Another driver is what has been seen historically in the investment-grade credit landscape. A big concern is the 2 and 10-year inversion; what that could be indicative of, and what that’s been predictive of in the past.
Looking back at from the late 90s through the mid-00s, these are the last four times the curve has inverted similarly. That in mind, looking at the 12 months following that inversion, every single period has shown investment-grade post positive total returns, many of which have been entirely meaningful.
“All that to say, when you look at the historical data and the fundamentals, as well as the technicals from overseas buyers, we think that really makes a strong case. So, for investors that are looking for that basic quality, when we talk about being targeted in picking your spots on the curve, that one-to-three maturity, you’re still getting a nice pick-up over Treasuries, but you have a lot less default and even mark-to-market risk in those defined or target maturity funds.”

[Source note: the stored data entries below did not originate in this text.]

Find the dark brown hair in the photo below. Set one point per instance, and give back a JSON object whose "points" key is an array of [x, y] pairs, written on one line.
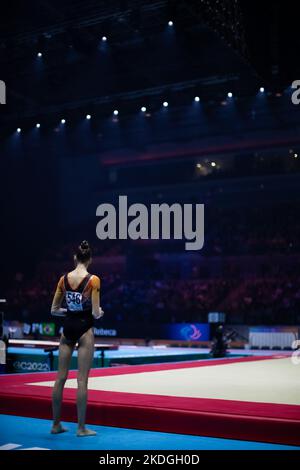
{"points": [[83, 254]]}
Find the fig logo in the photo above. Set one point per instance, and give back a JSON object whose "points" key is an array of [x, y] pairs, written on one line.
{"points": [[191, 332], [296, 94], [2, 92]]}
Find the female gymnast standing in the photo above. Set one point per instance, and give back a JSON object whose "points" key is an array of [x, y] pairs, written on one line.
{"points": [[81, 292]]}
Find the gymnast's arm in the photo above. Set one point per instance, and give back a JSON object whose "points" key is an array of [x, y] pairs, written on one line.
{"points": [[96, 309], [56, 309]]}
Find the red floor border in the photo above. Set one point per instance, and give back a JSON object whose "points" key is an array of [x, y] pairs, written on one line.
{"points": [[208, 417]]}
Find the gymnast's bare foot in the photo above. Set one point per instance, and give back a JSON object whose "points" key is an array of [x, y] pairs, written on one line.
{"points": [[58, 429], [84, 432]]}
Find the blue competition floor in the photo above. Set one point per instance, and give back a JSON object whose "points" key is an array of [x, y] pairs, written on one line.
{"points": [[18, 433]]}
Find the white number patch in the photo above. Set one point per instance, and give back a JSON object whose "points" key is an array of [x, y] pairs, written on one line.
{"points": [[74, 301]]}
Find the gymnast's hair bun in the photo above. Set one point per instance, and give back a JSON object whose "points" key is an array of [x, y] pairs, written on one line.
{"points": [[83, 254], [84, 245]]}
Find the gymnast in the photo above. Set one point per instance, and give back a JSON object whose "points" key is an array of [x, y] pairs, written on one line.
{"points": [[81, 291]]}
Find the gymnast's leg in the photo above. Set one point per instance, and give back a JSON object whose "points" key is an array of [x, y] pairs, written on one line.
{"points": [[85, 357], [65, 354]]}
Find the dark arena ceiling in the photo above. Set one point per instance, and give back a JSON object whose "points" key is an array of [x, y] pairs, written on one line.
{"points": [[53, 56]]}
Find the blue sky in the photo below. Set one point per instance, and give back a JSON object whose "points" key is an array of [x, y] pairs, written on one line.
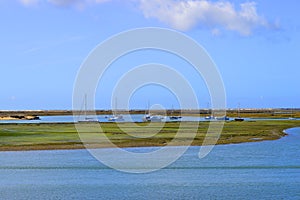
{"points": [[255, 45]]}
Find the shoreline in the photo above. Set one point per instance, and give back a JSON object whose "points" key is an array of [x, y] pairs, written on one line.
{"points": [[63, 136], [244, 112]]}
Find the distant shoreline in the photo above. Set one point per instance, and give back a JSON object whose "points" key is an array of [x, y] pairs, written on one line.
{"points": [[64, 136], [246, 113]]}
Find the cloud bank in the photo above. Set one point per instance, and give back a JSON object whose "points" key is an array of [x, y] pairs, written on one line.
{"points": [[185, 15]]}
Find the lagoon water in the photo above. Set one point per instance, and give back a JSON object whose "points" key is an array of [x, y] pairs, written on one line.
{"points": [[260, 170]]}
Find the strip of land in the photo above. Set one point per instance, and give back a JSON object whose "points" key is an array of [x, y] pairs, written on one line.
{"points": [[14, 137], [249, 113]]}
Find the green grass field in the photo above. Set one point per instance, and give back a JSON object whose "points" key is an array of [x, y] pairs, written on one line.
{"points": [[65, 136]]}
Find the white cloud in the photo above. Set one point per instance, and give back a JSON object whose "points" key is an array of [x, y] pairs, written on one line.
{"points": [[218, 15], [187, 14], [29, 2], [64, 3]]}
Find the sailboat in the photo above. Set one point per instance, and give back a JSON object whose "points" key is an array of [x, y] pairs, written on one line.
{"points": [[174, 117], [239, 119], [116, 117], [152, 118], [86, 118], [211, 116]]}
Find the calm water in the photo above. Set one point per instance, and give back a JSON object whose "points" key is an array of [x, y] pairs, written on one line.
{"points": [[263, 170]]}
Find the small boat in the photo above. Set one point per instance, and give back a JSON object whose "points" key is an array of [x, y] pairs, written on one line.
{"points": [[116, 117], [174, 117], [86, 118], [239, 119], [153, 118], [209, 117]]}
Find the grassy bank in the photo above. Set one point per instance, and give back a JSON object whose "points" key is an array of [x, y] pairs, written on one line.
{"points": [[64, 136]]}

It’s a good look. With a lot of uncertainty around rates and the large movement that’s been seen, the defined maturity BulletShares allow investors to put these factors aside and stay focused on the predictable outcome.
Another vital thing to keep in mind is how holding 2020, 2021, and 2022 High Yield BulletShares maturities will allow investors to maintain high yield exposure, while potentially limiting some of the volatility associated with broad-based high yield investments.